Typically, 4-H wants dehorned goats as safety for younger children and people in general. I wish the fairs around us accepted horns. I know the chance of an accident increases when goats have horns, but as long as you are responsible and know how to handle the goat, it shouldn't be an issue. However, not everyone shares the same view and that's okay.


----------



## midlothianffa (May 5, 2013)

CountyLineAcres said:


> We have 3 does on our farm that have been disbudded. The other 14 are horned. The lack of horns has never been an issue for the 3. The can pack a punch just as hard as any doe with horns.  I never have had to worry about them.
> 
> Typically, 4-H wants dehorned goats as safety for younger children and people in general. I wish the fairs around us accepted horns. I know the chance of an accident increases when goats have horns, but as long as you are responsible and know how to handle the goat, it shouldn't be an issue. However, not everyone shares the same view and that's okay.
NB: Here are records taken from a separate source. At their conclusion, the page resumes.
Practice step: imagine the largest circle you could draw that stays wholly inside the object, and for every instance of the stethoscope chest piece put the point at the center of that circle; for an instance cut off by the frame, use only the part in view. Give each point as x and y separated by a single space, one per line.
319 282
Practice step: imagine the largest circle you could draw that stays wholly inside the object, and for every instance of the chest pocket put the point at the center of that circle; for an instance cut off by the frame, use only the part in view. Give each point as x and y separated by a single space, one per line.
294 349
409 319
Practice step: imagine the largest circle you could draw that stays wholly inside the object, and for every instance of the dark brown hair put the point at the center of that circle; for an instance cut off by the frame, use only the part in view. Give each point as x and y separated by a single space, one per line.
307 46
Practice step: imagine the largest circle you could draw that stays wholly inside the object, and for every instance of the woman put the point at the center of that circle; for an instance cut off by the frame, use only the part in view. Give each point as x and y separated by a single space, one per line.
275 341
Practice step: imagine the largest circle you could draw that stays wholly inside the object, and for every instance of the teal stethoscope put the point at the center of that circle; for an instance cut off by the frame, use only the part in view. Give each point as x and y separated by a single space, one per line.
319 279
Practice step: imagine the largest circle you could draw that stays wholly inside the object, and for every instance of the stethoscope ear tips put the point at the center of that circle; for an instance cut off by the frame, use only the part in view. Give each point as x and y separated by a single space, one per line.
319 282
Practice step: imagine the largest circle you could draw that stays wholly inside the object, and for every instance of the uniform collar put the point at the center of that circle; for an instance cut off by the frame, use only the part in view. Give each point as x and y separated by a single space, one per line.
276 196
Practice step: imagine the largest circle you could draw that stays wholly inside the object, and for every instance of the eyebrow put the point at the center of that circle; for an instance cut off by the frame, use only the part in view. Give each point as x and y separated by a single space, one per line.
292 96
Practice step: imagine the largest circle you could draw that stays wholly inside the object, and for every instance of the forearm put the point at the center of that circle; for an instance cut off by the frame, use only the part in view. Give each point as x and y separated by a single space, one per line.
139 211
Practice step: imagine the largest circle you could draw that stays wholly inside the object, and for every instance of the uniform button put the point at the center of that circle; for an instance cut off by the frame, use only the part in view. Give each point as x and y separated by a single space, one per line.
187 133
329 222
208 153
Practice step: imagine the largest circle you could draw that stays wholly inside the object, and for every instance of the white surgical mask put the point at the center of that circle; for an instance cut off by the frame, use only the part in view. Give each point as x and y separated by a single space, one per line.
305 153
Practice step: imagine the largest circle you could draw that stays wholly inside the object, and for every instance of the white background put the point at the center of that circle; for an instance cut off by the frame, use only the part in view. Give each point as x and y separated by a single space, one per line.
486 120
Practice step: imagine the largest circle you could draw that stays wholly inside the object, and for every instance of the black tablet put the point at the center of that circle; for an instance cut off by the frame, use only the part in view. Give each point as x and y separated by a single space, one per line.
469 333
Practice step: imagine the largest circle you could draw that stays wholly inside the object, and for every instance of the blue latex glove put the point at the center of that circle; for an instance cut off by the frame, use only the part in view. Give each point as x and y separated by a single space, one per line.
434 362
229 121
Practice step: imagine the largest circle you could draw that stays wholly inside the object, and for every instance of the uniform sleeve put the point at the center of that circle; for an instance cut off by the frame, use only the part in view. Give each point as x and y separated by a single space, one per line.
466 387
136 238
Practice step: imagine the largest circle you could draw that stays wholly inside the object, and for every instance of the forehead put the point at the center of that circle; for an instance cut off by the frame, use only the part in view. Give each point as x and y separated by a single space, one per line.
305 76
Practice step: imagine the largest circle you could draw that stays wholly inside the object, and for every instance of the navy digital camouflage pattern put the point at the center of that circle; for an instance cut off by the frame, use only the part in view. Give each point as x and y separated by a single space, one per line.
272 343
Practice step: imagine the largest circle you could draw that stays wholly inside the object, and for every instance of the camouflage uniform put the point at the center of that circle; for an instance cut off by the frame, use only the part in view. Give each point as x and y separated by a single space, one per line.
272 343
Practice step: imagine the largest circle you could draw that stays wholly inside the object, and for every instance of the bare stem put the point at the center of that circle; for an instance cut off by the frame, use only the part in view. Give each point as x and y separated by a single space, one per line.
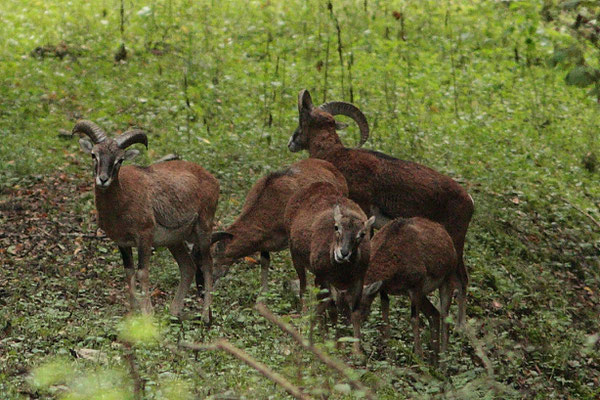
336 365
241 355
133 371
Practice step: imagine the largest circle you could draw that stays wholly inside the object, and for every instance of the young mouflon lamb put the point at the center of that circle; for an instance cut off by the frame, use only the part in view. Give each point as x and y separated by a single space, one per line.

I agree if you can't keep your goat under control and be responsible then maybe you shouldn't be showing but most of the goats in our shows have been bottle fed so they don't really need to be dehorned because they think their lapdogs same with all the other goats that aren't bottle babies I can understand why they do it with cattle because they are tied up and if they move their head the could smack someone in the face but goats and sheep aren't much above waist level


----------



## kccjer (Jan 27, 2012)

I've had one of my goats just turn her head and smack a little girl in the face with her horns. The goat didn't mean to do it...the little girl was just level with her horns! So it can happen to smaller kids pretty easily. Maybe that's why?


----------



## midlothianffa (May 5, 2013)

It may be I didn't think about that I guess it depends how many lil kids you have showing there's only about 10 in the whole county for goats tho :shrug: which is funny because they're more responsible than the older kids lol


----------



## Little-Bits-N-Pieces (Apr 7, 2013)

It's just for safety reasons. Little kids showing are right at horn level with them and one accidental move from the goat and the child can loose an eye.
I've been accidentally cracked in the face with horns before and have gotten my glasses broken from it, thankfully it wasn't all dramatic like in movies and the glass didn't shatter into my eyes :lol:
But no horns are just safer in the 4-h shows.


----------



## Scottyhorse (Feb 11, 2013)

Horns are allowed here, they just have to be covered. (Vet wrap, cattle nipple, etc)


----------



## RPC (Nov 6, 2009)

You can show boer goats wethers and angora wethers with horns at my fair but most don't allow any wethers to have horns


----------



## midlothianffa (May 5, 2013)

I figured it was mostly safety but I got curious if they had other reasons


----------



## GTAllen (Jul 22, 2012)

Market goats are disbudded, breed stock are blunted here.


----------